Efficacy and Safety of Iron Isomaltoside Compared with an Oral Iron Supplement in the Management of Patients with Iron Deficiency Anemia

Abstract

Objective: To evaluate the treatment outcome of iron isomaltoside compared with an oral iron supplement in the management of iron deficiency anemia (IDA). Methods: The study included patients with IDA who visited the Outpatient Clinic of the Department of Hematology, the Affiliated Hospital of Qingdao University from October 2021 to August 2022 and met the inclusion and exclusion criteria.
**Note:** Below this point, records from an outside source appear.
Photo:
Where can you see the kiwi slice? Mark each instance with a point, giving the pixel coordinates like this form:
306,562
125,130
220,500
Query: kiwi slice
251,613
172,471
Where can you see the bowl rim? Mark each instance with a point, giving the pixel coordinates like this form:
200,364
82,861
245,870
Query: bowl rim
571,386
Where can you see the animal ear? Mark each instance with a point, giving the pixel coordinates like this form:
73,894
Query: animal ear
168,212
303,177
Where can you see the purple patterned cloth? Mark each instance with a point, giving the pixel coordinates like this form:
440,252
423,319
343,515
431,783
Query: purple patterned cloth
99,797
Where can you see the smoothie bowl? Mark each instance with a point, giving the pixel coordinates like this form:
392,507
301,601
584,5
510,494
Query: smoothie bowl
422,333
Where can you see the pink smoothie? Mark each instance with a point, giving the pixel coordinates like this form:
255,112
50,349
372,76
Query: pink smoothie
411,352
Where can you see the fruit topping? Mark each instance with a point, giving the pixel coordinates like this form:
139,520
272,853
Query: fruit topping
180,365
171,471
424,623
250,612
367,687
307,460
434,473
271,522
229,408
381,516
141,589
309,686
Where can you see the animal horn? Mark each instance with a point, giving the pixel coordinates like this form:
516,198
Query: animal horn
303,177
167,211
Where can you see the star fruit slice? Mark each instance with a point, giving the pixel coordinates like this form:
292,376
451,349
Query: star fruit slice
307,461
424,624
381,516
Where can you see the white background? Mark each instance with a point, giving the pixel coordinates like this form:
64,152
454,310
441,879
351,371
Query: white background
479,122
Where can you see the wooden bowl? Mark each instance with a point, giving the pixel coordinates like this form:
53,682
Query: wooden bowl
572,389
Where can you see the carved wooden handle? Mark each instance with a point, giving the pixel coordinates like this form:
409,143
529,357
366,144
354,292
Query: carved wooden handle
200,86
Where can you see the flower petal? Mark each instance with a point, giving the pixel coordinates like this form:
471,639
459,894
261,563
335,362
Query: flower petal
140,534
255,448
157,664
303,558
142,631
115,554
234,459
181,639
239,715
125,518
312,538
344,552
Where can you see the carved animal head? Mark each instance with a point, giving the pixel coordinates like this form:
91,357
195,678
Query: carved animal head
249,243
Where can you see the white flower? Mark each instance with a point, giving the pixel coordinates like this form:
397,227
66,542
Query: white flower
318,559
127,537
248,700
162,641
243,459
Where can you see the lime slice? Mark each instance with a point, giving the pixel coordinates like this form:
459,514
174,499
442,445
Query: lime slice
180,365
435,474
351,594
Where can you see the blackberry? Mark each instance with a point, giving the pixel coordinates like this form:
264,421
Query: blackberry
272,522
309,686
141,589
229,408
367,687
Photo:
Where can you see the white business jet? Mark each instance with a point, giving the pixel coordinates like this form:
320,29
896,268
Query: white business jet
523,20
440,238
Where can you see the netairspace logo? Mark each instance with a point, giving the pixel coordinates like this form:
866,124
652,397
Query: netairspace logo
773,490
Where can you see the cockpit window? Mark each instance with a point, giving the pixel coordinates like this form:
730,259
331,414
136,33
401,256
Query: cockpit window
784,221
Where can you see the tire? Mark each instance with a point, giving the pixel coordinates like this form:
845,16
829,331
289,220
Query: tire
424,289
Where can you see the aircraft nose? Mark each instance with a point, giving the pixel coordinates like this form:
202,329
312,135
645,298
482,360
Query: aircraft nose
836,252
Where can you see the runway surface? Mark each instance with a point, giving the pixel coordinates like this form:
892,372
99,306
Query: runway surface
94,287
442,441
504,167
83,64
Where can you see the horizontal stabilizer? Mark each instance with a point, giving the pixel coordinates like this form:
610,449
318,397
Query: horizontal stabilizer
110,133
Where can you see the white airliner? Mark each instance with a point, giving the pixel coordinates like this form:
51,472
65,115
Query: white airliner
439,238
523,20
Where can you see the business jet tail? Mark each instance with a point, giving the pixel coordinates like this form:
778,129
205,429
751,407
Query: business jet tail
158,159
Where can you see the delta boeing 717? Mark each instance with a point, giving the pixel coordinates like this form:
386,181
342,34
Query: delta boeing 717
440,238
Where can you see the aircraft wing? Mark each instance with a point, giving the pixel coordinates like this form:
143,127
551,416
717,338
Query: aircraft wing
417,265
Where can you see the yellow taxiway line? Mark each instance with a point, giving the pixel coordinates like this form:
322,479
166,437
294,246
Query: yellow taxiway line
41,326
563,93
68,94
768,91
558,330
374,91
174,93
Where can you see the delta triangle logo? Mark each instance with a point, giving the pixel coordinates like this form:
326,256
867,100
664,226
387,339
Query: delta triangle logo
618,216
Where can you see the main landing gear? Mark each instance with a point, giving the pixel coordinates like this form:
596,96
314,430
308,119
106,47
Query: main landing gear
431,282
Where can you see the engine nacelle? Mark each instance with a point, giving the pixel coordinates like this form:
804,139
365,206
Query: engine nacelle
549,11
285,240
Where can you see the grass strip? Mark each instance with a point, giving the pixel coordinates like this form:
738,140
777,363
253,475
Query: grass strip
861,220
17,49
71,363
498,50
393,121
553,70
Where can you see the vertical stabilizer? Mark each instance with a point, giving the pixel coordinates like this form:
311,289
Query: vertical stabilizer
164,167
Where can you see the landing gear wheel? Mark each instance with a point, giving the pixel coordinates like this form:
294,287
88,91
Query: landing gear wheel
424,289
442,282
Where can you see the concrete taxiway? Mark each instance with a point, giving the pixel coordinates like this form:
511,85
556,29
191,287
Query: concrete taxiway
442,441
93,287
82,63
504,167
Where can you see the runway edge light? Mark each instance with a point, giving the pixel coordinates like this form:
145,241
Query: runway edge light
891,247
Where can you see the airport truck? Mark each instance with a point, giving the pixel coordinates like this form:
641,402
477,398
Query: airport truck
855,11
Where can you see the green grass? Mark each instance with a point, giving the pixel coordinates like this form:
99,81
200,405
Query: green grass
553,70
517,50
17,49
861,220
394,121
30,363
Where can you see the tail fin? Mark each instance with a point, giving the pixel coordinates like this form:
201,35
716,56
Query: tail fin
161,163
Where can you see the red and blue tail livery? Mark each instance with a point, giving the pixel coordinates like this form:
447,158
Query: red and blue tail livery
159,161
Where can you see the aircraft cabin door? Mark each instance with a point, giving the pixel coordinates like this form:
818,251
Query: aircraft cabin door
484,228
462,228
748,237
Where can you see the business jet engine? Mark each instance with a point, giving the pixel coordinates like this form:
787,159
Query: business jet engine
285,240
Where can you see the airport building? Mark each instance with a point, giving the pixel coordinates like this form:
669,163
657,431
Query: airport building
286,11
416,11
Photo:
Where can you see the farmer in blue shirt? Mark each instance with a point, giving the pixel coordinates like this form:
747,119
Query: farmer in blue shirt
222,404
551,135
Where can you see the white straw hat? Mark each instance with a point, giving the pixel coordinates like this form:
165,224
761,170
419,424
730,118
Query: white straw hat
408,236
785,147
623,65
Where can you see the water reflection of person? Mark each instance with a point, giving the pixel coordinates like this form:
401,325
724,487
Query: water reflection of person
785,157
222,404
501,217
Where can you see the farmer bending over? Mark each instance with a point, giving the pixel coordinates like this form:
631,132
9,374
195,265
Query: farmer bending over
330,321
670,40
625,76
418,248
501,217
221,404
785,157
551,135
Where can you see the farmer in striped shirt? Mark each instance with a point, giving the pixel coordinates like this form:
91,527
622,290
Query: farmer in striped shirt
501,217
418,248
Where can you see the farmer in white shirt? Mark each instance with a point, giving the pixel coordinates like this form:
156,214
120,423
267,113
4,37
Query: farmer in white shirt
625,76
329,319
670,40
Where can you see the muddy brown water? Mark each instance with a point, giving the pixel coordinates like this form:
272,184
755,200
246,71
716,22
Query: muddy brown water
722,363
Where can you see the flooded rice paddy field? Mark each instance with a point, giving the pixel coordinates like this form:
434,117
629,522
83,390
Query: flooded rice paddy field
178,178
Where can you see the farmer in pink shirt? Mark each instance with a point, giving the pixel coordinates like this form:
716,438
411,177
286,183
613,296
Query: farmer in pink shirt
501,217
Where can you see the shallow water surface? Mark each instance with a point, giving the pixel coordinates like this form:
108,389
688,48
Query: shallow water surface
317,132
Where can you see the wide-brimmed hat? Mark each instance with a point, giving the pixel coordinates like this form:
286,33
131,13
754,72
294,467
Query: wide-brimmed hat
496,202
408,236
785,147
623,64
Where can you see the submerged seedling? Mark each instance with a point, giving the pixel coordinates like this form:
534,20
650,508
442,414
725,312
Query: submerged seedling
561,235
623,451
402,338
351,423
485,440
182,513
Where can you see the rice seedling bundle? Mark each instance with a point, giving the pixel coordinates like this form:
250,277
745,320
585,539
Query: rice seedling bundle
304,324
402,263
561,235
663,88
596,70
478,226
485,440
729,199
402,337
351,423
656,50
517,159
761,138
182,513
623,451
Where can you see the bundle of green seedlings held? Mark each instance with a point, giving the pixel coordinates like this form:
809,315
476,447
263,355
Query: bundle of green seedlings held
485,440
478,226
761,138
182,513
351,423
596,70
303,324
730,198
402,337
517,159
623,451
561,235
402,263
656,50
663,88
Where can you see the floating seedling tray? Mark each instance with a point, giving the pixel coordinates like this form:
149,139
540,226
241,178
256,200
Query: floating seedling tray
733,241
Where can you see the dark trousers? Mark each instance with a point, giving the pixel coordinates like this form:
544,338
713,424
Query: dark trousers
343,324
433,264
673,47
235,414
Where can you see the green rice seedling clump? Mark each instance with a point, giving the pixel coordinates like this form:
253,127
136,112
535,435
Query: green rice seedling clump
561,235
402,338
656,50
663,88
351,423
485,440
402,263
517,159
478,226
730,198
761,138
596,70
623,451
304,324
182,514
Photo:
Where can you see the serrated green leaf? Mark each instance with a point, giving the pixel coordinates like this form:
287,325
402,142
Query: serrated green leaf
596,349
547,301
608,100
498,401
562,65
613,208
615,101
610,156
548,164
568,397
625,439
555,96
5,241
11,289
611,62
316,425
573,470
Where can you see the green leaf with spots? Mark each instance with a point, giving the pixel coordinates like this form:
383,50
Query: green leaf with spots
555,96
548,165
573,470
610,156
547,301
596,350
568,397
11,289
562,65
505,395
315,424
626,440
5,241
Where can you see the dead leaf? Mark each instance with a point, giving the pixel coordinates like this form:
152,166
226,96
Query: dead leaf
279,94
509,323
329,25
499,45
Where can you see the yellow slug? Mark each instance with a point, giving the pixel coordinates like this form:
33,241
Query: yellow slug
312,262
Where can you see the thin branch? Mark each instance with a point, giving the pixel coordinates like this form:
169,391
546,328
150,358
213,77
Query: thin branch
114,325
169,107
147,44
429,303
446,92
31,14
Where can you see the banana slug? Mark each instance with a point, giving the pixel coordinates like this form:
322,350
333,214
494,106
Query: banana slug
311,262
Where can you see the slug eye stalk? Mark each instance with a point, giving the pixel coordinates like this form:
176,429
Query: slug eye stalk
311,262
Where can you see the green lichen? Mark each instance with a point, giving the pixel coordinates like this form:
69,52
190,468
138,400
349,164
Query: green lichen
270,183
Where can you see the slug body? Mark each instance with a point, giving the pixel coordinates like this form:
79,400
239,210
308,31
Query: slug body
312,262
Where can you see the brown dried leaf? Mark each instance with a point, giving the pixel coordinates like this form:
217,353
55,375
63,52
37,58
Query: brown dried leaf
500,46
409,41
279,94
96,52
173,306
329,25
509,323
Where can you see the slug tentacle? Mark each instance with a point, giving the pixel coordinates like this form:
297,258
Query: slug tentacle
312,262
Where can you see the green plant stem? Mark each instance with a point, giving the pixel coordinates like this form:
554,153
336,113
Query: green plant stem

According to the actual application of iron supplementation, the patients were divided into two groups: iron isomaltoside treatment group and oral iron treatment group. Baseline measurements were collected before the start of treatment, and measurements were collected subsequently at intervals of 1 week, 1 month, and 3 months. The hematological parameters analyzed included Hemoglobin (Hb), Mean corpuscular hemoglobin (MCH), Mean Hemoglobin content (MCH), Mean corpuscular Hemoglobin concentration (MCHC), and Platelet (Plt). Safety data and adverse event profiles were recorded. Results: Intra-group comparisons: After 1 month of treatment, the Hb significantly improved (P < 0.05). Inter-group comparisons: The biochemical parameters were significantly improved (P < 0.05) in the iron isomaltoside group compared with those in the oral iron group after 1 month of iron supplementation in patients with mild and moderate anemia. Adverse reactions were tolerable for the patients in both iron isomaltoside group and oral iron group. Only 1 patient in iron isomaltoside group developed anaphylactic shock during medication and recovered after aggressive rescue. Conclusions: Iron isomaltoside which increases Hb more rapidly compared with the oral iron supplementation has few adverse reactions and good acceptance.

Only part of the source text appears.